Once the action starts, the folks from Red Team took them apart. This year’s Red Team was one of the best I have seen in nine years of coaching teams that participated in the mid-Atlantic CCDC. These folks are all volunteers who take time (and money) to help the students and pwn them unmercifully.
Sometimes Red Team would come out to the pit to play a little “let’s make a deal”, and promise not to inflict more damage in exchange for one or more attacker flags.
Other times, they just came out to see how many Nyan Cats they could see crawling across screens. Generally, if you reboot a system and all you see is Nyan Cat crawling across the screen, then, well, the student team is not having a good day.

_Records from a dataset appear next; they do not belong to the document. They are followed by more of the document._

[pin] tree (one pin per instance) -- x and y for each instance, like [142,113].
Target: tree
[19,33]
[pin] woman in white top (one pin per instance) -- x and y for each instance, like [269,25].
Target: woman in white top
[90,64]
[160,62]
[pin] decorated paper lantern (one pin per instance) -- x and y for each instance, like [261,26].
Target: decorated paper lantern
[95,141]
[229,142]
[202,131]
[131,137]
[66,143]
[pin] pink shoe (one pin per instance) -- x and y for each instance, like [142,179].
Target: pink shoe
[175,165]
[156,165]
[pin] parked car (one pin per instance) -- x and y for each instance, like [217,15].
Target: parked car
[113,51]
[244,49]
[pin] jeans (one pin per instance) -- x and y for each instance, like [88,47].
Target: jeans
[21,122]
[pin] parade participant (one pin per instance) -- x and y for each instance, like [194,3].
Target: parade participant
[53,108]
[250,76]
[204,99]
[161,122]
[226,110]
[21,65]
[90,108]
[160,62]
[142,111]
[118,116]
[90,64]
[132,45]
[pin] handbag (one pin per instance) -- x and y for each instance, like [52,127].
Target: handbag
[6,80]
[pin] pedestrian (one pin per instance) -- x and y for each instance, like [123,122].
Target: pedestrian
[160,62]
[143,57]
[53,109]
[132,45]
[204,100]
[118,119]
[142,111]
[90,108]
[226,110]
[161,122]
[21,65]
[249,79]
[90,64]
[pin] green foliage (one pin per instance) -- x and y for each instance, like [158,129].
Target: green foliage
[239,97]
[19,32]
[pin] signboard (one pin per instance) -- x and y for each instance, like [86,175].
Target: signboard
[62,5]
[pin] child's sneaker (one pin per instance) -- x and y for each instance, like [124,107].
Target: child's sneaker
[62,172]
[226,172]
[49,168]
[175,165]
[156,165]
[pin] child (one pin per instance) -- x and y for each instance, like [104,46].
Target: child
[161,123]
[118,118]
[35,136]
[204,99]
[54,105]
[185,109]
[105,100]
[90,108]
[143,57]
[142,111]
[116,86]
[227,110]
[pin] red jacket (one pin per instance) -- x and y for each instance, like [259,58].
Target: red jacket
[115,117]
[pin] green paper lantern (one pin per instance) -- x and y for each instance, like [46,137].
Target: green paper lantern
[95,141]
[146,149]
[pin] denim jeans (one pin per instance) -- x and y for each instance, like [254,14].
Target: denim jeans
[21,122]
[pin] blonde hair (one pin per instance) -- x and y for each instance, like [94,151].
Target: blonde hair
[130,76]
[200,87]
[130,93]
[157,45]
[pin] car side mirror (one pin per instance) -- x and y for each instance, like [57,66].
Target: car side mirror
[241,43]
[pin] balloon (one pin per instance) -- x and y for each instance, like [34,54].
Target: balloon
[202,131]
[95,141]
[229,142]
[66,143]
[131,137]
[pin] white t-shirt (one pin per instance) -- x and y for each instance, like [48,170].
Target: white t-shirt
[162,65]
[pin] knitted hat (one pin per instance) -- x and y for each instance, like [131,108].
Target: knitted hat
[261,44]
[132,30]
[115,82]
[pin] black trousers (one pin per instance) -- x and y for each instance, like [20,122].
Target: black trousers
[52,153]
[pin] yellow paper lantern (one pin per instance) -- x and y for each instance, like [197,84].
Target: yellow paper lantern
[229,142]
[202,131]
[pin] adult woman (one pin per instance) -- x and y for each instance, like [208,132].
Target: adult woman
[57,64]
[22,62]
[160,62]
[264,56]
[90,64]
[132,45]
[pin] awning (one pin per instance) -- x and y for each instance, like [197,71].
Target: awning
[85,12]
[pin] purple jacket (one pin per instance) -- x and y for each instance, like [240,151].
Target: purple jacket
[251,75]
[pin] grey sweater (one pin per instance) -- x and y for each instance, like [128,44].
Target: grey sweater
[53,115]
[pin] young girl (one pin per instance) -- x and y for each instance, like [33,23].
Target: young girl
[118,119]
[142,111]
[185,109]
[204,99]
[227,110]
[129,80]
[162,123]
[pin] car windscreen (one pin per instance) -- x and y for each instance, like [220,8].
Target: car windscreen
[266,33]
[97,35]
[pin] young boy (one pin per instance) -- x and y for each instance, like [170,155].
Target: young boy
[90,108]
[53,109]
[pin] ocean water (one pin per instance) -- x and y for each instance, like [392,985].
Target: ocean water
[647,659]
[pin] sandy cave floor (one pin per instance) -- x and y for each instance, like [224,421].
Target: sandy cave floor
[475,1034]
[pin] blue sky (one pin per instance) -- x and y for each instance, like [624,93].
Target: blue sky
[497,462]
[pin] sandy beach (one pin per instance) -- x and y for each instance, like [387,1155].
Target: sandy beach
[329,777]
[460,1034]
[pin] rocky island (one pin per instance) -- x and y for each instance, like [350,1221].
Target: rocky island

One of the cool features in this year’s event was the programmable badges. These were set up to act as aircraft radio transponders, though so as not to confuse real aircraft, they used the 2.4 GHz band. These were then scanned and recorded as part of the exercise. The students got their badges in a small kit that had to be assembled before they could be used, and so even before the competition officially started, they had work to do.
There were a number of notables at the event; the folks from Paul’s Security Weekly were there with a full set doing a live podcast of the event.
The local hacker space Unallocated Space was also there with a table. They brought along a number of cool things, including a plasma speaker, a MAME system in what appeared to be a MS. Pac-Man console form, and a contest for those who could re-program their sign. Most cool.
All in all, it was a great time. To top it all off, my student team won the event; they are now headed out to San Antonio for the National CCDC next month.
Now a lot happened in the world of security this past week as well and I hope to talk about that stuff later in the week. Spending three days at CCDC was great, but it did leave a pile of work to do at the office!